Compile and run this program. Then compile it again an hour later and run the new executable alongside the old one. Do they produce different output? Why or why not? (Hint: Think about when the macros are evaluated — compile time or run time?)


Solutions to Selected Exercises

Exercise 2.11 Solution:

Hello World!
Done.

The first two Write calls print on the same line (no newline appended). The WriteLn prints ! and then moves to a new line. Then Done. appears on the next line.

Exercise 2.12 Solution:

2 + 2 = 4
10 * 5 = 50
100 / 4 = 25

WriteLn evaluates the arithmetic expressions and prints the results. div performs integer division (no decimal point).

Exercise 2.13 Solution:

She said, 'Hello!'

Inside a Pascal string, two consecutive single quotes ('') represent a single literal quote character.

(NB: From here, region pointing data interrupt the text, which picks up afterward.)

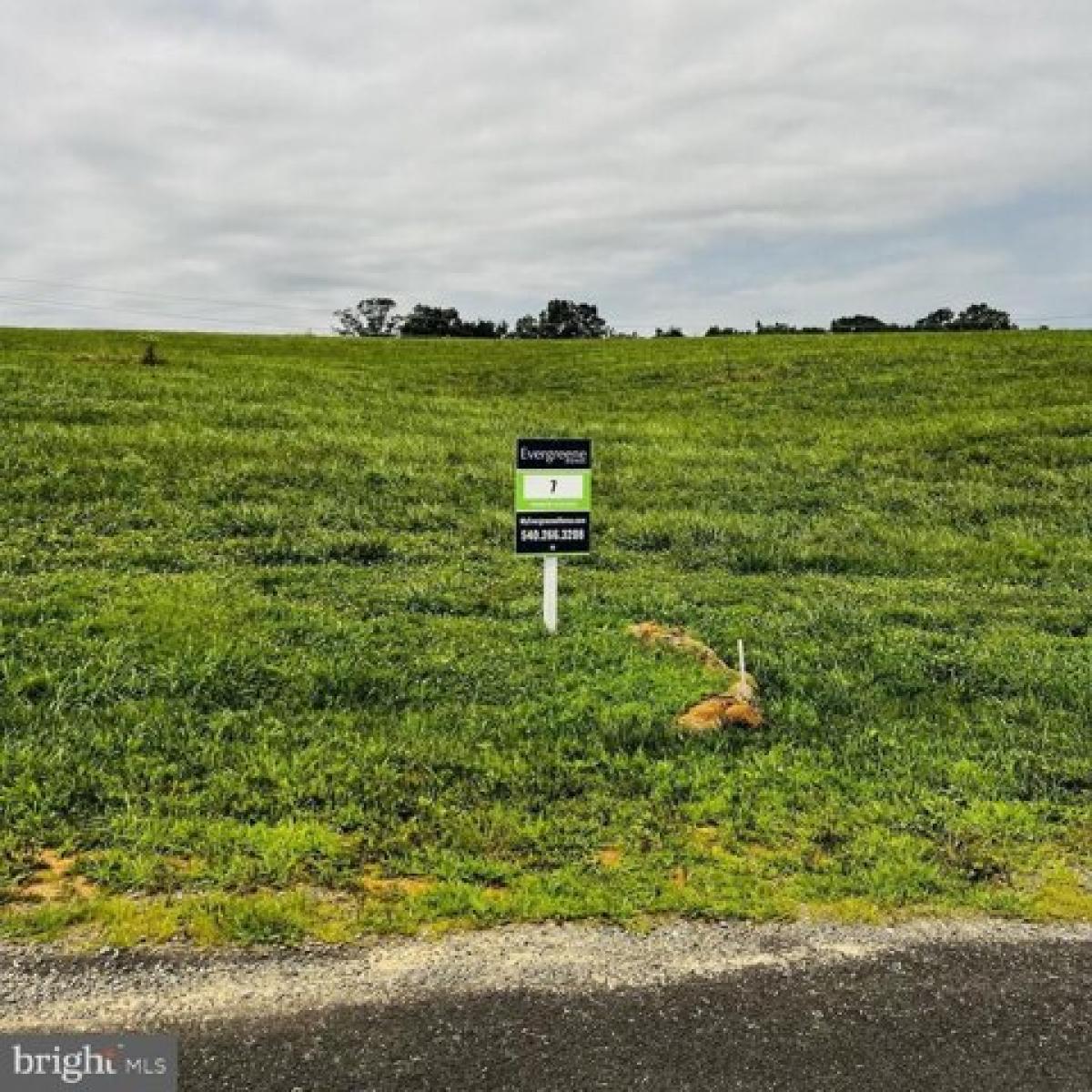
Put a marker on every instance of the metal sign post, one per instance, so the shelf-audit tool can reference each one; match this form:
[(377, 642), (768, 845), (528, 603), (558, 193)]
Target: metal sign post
[(552, 508)]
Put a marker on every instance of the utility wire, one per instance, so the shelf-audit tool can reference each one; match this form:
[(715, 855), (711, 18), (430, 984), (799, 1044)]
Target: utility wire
[(134, 310), (161, 295)]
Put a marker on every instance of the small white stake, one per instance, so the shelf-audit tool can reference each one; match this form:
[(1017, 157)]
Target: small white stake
[(550, 594)]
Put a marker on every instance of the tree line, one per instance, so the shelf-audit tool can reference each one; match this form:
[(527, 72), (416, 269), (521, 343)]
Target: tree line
[(377, 317)]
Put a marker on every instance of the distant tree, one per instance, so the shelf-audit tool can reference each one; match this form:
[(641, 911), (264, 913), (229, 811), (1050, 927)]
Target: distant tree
[(371, 318), (942, 319), (784, 328), (427, 321), (483, 328), (563, 319), (525, 328), (984, 317), (860, 325), (976, 317)]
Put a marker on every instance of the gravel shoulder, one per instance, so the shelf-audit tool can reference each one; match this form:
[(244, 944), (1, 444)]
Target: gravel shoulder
[(47, 988)]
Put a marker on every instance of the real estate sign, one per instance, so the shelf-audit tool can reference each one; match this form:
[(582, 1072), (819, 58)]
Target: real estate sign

Exercise 2.17 Hint: The source file is typically a few hundred bytes. The executable is 150-400 KB. The executable is hundreds of times larger because the linker includes the runtime library code — startup/shutdown procedures, I/O handling, string management, and operating system interface code — even though our program only uses WriteLn.

Exercise 2.27 Hint: The compiler macros are evaluated at compile time. Both executables will show the same system info (OS, CPU, FPC version) but different compilation dates/times. If you run either executable at any later time, it still shows the date/time it was compiled, not the date/time it is being run. This is a concrete demonstration of the difference between compile time and run time.